Question

When a 360 nF air capacitor is connected to a power supply, the energy stored in the capacitor is 1.85 x 10-5 J. While the capacitor is kept connected to the power supply, a slab of dielectric is inserted that completely fills the space between the plates. This increases the stored energy by 2.32 x 10-5 J. (a) What is the potential difference between the capacitor plates

Answer 1

Answer:

(a) Approximately $10.1\; {\rm V}$.

Explanation:

Let $C$ denote the capacitance of a capacitor. Let $V$ be the potential difference (voltage) between the two plates of this capacitor. The energy $E$ stored in this capacitor would be:

$\displaystyle E = \frac{1}{2}\, C\, (V^{2})$.

Rearrange this equation to find an expression for the potential difference $V$ in terms of capacitance $C$ and energy $E$:

$\begin{aligned}V^{2} &= \frac{2\, E}{C} \end{aligned}$.

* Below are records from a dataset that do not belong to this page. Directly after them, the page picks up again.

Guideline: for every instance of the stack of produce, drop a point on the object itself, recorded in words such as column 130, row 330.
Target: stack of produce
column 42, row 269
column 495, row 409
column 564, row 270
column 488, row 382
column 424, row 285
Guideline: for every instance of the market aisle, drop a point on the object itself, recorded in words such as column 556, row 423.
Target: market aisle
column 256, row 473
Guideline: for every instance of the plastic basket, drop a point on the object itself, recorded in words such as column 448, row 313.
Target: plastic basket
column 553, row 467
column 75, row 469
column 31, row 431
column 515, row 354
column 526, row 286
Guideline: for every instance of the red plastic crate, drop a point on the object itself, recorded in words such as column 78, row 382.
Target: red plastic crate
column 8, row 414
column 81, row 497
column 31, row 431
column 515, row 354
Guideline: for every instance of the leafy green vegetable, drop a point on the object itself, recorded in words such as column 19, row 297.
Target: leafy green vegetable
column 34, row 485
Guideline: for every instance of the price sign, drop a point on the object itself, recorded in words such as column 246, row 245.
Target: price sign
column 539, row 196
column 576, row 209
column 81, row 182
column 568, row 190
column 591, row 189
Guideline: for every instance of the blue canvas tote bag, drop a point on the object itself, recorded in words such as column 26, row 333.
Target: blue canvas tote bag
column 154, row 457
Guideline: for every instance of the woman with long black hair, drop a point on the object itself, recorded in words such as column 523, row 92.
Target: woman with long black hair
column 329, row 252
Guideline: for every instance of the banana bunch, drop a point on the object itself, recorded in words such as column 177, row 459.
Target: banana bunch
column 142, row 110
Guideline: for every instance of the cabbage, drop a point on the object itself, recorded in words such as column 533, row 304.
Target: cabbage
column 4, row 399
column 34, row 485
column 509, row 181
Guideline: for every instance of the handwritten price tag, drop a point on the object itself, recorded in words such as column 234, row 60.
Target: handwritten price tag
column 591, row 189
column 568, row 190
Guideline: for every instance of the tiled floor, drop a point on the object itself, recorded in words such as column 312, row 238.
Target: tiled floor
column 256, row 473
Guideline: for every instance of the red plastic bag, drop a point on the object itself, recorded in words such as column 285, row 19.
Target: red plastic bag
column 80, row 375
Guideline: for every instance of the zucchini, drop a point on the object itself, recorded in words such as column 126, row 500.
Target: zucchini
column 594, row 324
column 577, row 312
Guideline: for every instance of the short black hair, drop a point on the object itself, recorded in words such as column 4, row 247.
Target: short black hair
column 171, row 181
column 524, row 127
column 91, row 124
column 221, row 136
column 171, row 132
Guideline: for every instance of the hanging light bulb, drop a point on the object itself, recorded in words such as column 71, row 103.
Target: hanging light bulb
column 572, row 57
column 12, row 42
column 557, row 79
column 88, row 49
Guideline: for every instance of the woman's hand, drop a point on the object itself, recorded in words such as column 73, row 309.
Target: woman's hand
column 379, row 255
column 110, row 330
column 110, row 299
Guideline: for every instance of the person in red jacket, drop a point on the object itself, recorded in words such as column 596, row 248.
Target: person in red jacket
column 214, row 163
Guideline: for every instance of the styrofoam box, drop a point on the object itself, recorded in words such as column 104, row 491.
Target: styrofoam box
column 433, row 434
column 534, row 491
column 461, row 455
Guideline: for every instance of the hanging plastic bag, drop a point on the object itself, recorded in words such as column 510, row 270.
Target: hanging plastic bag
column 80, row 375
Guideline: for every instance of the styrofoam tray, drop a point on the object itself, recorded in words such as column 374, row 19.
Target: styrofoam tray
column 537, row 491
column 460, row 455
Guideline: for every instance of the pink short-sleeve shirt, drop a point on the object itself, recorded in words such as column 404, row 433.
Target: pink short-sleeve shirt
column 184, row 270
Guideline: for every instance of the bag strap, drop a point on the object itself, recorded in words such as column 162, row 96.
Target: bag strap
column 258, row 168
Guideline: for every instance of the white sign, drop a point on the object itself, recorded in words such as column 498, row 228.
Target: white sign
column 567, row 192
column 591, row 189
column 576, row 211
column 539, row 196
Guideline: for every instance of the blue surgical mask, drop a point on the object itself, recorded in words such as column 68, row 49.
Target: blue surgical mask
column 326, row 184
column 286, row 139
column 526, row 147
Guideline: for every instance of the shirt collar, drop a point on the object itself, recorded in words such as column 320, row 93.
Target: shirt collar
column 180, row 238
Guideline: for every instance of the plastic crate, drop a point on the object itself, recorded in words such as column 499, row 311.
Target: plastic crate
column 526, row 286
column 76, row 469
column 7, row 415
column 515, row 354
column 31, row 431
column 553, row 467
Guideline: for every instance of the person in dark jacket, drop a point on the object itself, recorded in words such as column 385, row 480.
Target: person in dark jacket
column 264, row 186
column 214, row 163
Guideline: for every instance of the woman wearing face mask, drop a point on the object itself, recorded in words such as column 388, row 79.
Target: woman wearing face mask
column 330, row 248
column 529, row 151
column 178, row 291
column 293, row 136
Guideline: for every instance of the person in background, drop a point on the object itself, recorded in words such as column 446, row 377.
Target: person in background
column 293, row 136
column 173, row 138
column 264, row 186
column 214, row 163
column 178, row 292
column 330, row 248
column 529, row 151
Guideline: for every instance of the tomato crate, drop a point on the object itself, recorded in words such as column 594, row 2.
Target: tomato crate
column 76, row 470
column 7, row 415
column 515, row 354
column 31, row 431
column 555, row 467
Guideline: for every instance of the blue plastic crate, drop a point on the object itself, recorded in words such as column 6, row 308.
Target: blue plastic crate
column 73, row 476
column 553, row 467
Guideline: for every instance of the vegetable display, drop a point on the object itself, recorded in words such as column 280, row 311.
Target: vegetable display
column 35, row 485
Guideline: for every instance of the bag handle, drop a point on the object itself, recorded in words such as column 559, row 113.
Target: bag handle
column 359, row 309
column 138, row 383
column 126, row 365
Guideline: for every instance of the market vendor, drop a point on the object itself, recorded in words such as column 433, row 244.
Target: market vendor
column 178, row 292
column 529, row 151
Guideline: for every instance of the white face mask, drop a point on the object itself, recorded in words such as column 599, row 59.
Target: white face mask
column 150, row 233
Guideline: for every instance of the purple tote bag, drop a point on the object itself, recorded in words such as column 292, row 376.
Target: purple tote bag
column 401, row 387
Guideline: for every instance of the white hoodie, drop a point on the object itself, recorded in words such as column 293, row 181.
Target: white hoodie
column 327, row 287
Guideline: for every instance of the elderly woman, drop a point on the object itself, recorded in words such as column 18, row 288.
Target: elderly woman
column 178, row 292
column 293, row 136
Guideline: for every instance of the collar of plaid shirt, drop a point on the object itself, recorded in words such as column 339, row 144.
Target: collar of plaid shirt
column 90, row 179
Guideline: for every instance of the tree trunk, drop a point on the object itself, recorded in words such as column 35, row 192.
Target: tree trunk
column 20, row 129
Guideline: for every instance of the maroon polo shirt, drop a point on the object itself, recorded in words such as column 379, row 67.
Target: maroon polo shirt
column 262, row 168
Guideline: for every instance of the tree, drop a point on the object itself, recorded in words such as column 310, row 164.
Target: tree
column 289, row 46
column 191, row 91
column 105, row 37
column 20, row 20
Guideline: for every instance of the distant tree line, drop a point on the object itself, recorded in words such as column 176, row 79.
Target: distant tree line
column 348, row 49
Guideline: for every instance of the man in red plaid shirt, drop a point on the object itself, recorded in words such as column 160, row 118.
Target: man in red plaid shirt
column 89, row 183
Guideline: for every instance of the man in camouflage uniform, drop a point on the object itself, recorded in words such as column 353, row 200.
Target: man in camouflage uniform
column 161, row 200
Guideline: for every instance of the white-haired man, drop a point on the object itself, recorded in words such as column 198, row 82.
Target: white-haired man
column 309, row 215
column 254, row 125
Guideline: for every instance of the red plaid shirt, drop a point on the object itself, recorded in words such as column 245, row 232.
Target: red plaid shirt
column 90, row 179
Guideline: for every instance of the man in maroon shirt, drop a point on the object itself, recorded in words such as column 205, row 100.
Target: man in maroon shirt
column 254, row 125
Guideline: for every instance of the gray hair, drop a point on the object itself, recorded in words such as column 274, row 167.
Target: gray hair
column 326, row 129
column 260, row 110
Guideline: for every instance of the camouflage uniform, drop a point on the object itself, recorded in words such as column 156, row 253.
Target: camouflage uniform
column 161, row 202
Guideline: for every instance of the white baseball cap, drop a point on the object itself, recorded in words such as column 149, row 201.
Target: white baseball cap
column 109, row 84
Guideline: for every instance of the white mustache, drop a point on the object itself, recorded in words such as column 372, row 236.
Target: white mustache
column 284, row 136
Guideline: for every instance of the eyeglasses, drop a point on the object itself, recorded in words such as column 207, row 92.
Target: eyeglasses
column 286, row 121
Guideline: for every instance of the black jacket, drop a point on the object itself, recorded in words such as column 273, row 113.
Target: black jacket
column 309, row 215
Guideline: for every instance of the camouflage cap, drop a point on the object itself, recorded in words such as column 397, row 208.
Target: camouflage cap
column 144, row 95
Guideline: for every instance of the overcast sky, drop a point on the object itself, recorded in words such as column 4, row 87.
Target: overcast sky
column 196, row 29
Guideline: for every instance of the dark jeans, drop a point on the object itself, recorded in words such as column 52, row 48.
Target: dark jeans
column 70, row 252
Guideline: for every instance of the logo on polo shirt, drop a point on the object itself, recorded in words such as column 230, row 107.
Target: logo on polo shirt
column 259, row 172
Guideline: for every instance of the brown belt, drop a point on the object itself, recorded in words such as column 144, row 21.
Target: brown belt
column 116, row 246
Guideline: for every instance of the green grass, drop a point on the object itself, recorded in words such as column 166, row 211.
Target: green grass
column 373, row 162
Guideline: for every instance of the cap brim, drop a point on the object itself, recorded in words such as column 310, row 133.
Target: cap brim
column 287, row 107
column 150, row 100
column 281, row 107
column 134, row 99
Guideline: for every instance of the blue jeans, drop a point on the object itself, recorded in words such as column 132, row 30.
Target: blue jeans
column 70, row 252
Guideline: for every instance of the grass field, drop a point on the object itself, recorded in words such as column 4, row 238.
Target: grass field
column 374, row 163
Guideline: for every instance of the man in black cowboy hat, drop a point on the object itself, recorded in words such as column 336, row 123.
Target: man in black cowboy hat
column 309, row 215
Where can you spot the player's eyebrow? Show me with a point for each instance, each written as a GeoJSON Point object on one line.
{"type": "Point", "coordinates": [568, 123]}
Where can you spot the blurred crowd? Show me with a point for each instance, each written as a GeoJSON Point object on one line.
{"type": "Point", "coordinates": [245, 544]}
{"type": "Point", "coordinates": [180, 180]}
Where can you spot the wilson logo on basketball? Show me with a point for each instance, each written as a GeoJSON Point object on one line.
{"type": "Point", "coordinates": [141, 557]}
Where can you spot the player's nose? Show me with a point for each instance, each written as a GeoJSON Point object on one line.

$\begin{aligned}V &= \sqrt{\frac{2\, E}{C}} \end{aligned}$

The capacitance $C$ of this capacitor is given in nanofarads. Convert that unit to standard unit (farads):

$\begin{aligned}C &= 360\; {\rm nF} \\ &= 360\; {\rm nF} \times \frac{1\; {\rm F}}{10^{9}\; {\rm nF}} \\ &= 3.60 \times 10^{-7}\; {\rm F}\end{aligned}$.

Given that the energy stored in this capacitor is $E = 1.85 \times 10^{-5}\; {\rm J}$, the potential difference across the capacitor plates would be:

$\begin{aligned}V &= \sqrt{\frac{2 \times 1.85 \times 10^{-5}\; {\rm J}}{3.60 \times 10^{-7}\; {\rm F}}} \\ &\approx 10.1\; {\rm V}\end{aligned}$.